La dactylite bulleuse4) touche la pulpe de la phalange distale d’un ou plusieurs doigts. Une bulle ou pustule se forment sur une base érythémateuse. Une infection ORL est associée dans la moitié des cas. La cause la plus fréquente est une infection à SGA, ou moins souvent à SGB ou à SA

La folliculite se traduit par de petites papulo-pustules centrées par un poil. C’est une infection superficielle. Si celle-ci pénètre plus profondément on parle d’un furoncle, si plusieurs furoncles confluent d’un carboncle et en cas de lésions multiples et/ou récidivantes d’une furonculose. Le SA est l’agent causal, parfois des souches de SA sont résistantes à la méticilline (MRSA), il sagit le plus souvent de souches communautaires plus rarement en Suisse de MRSA hospitaliers. Le PA est une cause rare, survenant surtout après un bain en jacuzzi. Dans ce cas, la folliculite se manifeste par des lésions multiples souvent chez plusieurs personnes en même temps. Dans le diagnostic différentiel, le Malassezia furfur peut également provoquer une inflammation des follicules de la partie proximale du corps qui sont souvent prurigineuses. Cette éruption peut être confondue avec une acné.

L’abcès cutané est assez similaire. Il se présente sous forme d’un nodule ou masse érythémateuse, chaude, suivi d’une suppuration centrale. Il est généralement douloureux à la palpation. Le drainage du pus peut survenir spontanément ou après une incision.

Le «pseudomonas hot foot syndrome» est une autre éruption rencontrée après une visite d’attractions aquatiques contaminées par du PA. Dans les deux jours suivant l’exposition, il y a une apparition de douleurs intenses au niveau des plantes suivies d’un œdème, d’un érythème diffus et de nodules rouge-violacés.  Les zones de pression des pieds, plus rarement aux mains sont extrêmement sensibles au moindre contact et très algiques. Un état fébrile et une détérioration de l’état général peuvent parfois être observés. L’histologie montre un infiltrat neutrophilique dermique péri-vasculaire et péri-annexiel s’étendant dans l’hypoderme, parfois centré autour des glandes eccrines.

L’érysipèle et la cellulite sont des dermohypodermites bacteriennes respectivement superficielle et profonde.
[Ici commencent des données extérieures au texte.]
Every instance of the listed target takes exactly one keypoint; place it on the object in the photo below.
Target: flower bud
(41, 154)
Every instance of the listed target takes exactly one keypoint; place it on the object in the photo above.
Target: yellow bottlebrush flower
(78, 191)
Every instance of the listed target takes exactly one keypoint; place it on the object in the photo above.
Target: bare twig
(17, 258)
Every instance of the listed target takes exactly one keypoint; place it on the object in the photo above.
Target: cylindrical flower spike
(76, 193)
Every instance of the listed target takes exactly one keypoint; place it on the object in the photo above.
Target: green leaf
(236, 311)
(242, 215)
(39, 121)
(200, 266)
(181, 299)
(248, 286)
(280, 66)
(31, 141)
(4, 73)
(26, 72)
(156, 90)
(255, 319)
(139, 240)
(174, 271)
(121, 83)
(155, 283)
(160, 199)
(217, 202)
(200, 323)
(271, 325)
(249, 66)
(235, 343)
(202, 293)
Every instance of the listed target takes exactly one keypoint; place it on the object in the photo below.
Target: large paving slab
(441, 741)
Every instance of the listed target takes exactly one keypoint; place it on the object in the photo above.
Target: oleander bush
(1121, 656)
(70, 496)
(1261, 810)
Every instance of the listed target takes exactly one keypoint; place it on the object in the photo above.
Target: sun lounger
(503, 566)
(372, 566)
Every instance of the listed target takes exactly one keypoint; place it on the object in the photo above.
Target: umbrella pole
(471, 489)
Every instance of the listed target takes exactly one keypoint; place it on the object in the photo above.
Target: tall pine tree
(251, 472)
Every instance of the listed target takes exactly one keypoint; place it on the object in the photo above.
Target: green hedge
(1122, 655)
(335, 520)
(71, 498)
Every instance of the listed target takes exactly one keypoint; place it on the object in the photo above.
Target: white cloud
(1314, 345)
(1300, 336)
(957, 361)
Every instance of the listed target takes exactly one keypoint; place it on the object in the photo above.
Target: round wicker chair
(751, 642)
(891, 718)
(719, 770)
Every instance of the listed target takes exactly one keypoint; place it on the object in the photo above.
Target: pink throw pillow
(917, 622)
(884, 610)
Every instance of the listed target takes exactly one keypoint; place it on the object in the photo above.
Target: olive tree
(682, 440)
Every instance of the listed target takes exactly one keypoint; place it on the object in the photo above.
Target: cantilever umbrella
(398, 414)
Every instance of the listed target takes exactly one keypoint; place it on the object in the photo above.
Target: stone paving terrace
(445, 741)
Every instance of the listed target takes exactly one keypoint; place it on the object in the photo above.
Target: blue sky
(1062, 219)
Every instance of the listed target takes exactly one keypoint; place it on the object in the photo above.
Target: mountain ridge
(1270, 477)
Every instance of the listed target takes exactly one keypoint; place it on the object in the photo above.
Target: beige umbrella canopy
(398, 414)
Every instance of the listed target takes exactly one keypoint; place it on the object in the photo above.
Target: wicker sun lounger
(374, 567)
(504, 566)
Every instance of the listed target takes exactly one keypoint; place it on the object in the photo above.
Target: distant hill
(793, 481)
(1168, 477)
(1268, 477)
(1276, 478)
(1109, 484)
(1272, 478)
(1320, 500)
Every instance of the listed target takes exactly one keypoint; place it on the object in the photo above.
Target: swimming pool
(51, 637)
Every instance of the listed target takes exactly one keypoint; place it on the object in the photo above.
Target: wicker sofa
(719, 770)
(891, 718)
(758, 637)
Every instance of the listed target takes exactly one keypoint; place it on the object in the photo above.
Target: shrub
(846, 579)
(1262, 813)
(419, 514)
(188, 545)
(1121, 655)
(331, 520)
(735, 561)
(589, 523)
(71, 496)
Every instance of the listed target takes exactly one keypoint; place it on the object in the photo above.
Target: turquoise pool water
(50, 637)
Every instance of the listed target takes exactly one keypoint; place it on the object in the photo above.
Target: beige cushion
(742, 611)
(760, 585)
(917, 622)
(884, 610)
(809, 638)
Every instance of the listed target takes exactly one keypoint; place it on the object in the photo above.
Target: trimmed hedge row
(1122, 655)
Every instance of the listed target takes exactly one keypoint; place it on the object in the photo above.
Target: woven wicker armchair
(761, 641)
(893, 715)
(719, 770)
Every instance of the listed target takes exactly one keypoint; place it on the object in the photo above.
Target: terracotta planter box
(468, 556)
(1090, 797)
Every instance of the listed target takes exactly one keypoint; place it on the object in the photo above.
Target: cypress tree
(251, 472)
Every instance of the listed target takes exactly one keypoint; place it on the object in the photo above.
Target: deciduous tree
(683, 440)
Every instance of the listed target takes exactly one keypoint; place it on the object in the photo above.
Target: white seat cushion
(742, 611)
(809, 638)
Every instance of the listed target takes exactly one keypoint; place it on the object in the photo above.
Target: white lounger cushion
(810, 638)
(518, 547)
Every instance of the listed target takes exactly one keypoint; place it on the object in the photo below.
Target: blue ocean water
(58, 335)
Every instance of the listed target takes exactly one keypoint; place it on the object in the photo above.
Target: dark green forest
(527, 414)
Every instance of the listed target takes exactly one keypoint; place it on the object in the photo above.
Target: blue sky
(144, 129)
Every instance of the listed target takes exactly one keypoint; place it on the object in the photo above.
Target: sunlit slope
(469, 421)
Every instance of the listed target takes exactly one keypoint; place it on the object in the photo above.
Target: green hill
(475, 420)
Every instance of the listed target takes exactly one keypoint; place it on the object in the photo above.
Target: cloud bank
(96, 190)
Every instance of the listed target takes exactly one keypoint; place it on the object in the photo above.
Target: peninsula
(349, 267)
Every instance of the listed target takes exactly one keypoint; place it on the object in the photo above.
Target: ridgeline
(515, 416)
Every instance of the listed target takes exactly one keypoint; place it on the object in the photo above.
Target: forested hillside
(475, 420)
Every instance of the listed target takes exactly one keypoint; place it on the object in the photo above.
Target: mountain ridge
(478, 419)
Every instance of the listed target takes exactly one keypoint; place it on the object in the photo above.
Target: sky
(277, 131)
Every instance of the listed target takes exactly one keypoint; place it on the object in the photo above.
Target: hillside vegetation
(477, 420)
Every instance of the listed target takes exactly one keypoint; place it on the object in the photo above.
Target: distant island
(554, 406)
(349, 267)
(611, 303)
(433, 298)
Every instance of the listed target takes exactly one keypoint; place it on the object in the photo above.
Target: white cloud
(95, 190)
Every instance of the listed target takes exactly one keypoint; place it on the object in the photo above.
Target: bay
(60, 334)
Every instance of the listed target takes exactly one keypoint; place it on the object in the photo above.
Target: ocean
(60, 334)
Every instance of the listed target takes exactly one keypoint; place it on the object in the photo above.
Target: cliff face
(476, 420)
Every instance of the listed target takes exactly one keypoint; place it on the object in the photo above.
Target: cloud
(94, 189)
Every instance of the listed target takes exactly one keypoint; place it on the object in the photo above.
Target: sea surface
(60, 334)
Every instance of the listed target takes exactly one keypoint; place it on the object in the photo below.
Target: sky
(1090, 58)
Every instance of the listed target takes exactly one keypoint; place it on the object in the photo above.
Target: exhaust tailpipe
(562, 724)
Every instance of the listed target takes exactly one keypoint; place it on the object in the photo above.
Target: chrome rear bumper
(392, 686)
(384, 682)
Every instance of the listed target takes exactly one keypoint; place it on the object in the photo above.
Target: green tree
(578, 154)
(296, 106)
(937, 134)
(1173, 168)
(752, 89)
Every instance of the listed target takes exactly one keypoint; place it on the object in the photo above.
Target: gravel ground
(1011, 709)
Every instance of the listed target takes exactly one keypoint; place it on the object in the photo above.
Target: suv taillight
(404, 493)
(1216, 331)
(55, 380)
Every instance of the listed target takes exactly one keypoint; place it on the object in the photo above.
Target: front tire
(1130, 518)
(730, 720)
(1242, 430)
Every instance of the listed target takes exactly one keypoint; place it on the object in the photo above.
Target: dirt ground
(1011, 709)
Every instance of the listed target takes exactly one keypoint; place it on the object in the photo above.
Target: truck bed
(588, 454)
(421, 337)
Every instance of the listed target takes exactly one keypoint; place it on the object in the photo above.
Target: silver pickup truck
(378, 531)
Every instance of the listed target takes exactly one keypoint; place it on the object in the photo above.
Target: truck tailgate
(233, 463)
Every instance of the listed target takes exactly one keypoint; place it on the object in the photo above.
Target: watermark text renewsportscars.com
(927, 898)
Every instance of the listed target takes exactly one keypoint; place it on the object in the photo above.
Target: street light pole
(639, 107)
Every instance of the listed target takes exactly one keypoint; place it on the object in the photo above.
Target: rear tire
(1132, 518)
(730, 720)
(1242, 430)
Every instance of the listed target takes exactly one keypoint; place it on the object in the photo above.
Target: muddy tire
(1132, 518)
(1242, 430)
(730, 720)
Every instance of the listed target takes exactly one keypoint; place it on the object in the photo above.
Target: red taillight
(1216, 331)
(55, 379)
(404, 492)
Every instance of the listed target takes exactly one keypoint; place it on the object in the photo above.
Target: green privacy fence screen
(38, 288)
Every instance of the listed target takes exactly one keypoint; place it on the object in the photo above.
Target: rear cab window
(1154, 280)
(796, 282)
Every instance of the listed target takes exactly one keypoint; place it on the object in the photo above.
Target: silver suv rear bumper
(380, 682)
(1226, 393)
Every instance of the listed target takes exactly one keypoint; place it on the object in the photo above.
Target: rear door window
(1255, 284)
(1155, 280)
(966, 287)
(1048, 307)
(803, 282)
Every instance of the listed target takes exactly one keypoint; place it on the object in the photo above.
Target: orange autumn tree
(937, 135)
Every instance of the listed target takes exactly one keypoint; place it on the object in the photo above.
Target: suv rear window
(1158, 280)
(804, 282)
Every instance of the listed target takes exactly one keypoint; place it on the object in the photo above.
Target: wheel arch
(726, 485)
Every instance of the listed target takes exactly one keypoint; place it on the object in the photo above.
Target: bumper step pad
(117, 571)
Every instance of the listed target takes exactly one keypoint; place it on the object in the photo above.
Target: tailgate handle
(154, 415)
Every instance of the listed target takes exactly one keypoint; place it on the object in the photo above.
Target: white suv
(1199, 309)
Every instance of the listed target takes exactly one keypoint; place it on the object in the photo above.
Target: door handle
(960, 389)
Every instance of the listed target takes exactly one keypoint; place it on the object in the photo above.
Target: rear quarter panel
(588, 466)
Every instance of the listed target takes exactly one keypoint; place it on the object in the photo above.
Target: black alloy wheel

Elles se manifestent par un érythème de la peau, généralement douloureux, le plus souvent localisé aux membres ou au visage. Un œdème y est fréquemment associé. La fièvre peut être présente ou non.

L’anite streptococcique5), à ne pas confondre avec une dermite irritative des couches, est une forme particulière de cellulite périanale de l’enfant. Un érythème avec délimitation nette est typique et parfois associé à des fissures et hémorragies. La vulve ou le pénis peuvent être atteints également. Elle est causée par les SGA, mais les SA peuvent cependant produire des lésions semblables.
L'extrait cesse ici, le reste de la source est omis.